What Is OpenGL® Picking?

OpenGL® picking in computer programming is the process of determining what object within a three-dimensional (3D) scene is located at a given point on the screen once the scene is rendered. It also can refer to locating multiple objects at a point or inside a box. Most often, OpenGL® picking is used to determine what 3D object on the screen a user is attempting to select with a mouse cursor. While this operation might appear to be simple, there are several subtleties in how OpenGL® renders a scene that can make it fairly complex. Additionally, there are intrinsic glitches in certain graphics cards and drivers that can cause the OpenGL® picking function to fail and return false results.

When a user is looking at a 3D scene on a computer monitor, the resulting image is known as a rendering of the scene. The scene is actually stored in memory as a collection of primitive shapes or polygons, which themselves are just collections of 3D points within the space of the scene. The computer uses world coordinates, which are sometimes called absolute coordinates, to perform most basic functions that manipulate objects in the scene. In most applications, the user is able to maneuver the view of the scene to different angles so objects can be seen in different perspectives. The virtual location of the user within the scene is called the camera angle or camera position.

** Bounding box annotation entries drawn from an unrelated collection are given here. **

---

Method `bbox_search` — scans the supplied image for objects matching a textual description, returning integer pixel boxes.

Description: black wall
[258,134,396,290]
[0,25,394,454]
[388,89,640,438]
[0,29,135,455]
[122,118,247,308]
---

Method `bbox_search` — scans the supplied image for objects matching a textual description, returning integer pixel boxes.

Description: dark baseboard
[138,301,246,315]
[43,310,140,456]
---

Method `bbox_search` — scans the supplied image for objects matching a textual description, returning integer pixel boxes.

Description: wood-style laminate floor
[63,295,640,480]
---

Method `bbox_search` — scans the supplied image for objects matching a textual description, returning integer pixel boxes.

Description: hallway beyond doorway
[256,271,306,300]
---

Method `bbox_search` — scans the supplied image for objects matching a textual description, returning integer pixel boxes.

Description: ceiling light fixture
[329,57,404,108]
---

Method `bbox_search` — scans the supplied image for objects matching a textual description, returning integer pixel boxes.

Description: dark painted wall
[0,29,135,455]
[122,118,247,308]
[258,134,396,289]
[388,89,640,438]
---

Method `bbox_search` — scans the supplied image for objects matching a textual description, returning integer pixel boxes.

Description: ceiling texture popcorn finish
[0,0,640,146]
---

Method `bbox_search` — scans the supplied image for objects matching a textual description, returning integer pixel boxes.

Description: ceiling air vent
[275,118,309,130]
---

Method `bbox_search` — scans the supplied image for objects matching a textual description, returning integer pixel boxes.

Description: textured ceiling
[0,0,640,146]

The complexity of OpenGL® picking comes from determining the location of the mouse on the two-dimensional (2D) screen from a possibly arbitrary position and angle within the scene, the camera position. Additionally, because the rendering from the perspective of the human viewer is really 2D, there is no way for the user to provide the depth of the mouse click inside of the scene. The OpenGL® picking function solves this complex problem in two ways.

The first is that, instead of performing a series of separate calculations to translate where the viewer is abstractly and then find an object in the rendering window, the function actually renders the scene as it does when normally working, with the exception that the rendering used for selection is not displayed, it is only used to calculate the correct positions of objects. The difference is that, instead of rendering the whole area that would be visible to the user, it only renders the area where the mouse is located. This means any objects rendered are technically at the point where the mouse pointer is located.

The second problem, namely having no way to indicate the depth of an area selected, is solved by returning all objects that are under the mouse coordinates in the scene. The OpenGL® picking function returns all of the objects in an array along with how far away they are from the viewer’s location. This allows a program to quickly find the closest object if desired.

One way to visualize OpenGL® picking is to imagine a line, sometimes referred to as a ray in 3D programming, moving from the location of the mouse pointer into the scene and away from the viewer’s location. Each object this ray touches is added to an array of objects, along with how far away it is from the viewer. This is a very simple explanation of how one form of OpenGL® picking works.
Another method of object picking in OpenGL® involves locating an object by color, and it can be considerably faster. This method renders the scene but, instead of applying lighting and texture to the objects, they are instead rendered with a single, simple color. Each object or group of objects has its own distinct color. The scene is only rendered in memory and not displayed, so this does not affect what the user sees. Instead of looking for 3D collisions between objects, the color at the position of the mouse cursor is returned instead, and that color will correlate to a specific object.